Scheme of the autocatalytic degradation of mADAM10 after membrane disruption. After mADAM10 is released from the membrane during cell lysis, potential cleavage sites—within the juxtamembrane and intracellular domains (indicated in red)—become accessible to the protease. This leads to an autocatalytic, presumably intramolecular cleavage, which creates at least 2 mADAM10 fragments of different sizes that comprise either the ectodomain (smaller fragment) or the ectodomain plus the transmembrane and part of the cytoplasmic domain.

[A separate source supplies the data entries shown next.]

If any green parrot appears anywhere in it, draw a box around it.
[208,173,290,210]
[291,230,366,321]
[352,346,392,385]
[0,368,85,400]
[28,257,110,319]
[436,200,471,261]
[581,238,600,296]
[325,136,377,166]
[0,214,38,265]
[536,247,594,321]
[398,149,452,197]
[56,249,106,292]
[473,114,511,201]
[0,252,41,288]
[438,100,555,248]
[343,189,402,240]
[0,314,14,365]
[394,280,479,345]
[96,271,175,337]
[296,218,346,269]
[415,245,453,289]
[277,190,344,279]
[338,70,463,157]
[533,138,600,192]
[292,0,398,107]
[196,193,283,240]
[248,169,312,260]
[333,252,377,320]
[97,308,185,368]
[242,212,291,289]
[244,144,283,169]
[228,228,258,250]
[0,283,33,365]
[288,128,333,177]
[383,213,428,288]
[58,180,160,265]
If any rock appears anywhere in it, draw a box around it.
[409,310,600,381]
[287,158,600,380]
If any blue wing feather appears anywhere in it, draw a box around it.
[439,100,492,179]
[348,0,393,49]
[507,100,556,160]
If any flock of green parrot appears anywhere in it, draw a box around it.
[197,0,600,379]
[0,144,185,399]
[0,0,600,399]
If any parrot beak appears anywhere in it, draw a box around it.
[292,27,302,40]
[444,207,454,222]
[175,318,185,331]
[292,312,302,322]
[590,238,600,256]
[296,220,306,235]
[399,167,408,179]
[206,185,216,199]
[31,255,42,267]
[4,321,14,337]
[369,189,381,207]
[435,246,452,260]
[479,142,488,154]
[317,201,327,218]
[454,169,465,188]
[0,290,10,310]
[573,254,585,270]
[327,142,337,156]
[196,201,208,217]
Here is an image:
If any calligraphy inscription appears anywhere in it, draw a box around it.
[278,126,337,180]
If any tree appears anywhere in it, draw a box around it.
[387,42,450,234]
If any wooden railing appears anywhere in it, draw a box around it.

Generation of the smaller fragment occurs via an initial cleavage at the C-terminal end (1), followed by a secondary cleavage (2) in the juxtamembrane domain. The vertical dashed lines indicate the binding sites of the antibodies used in this study (black: anti–N-terminal antibody to the ADAM10 ectodomain; red: anti–C-terminal antibody to the cytoplasmic tail of ADAM10; domains not drawn to scale to emphasize the transmembrane and juxtamembrane domains).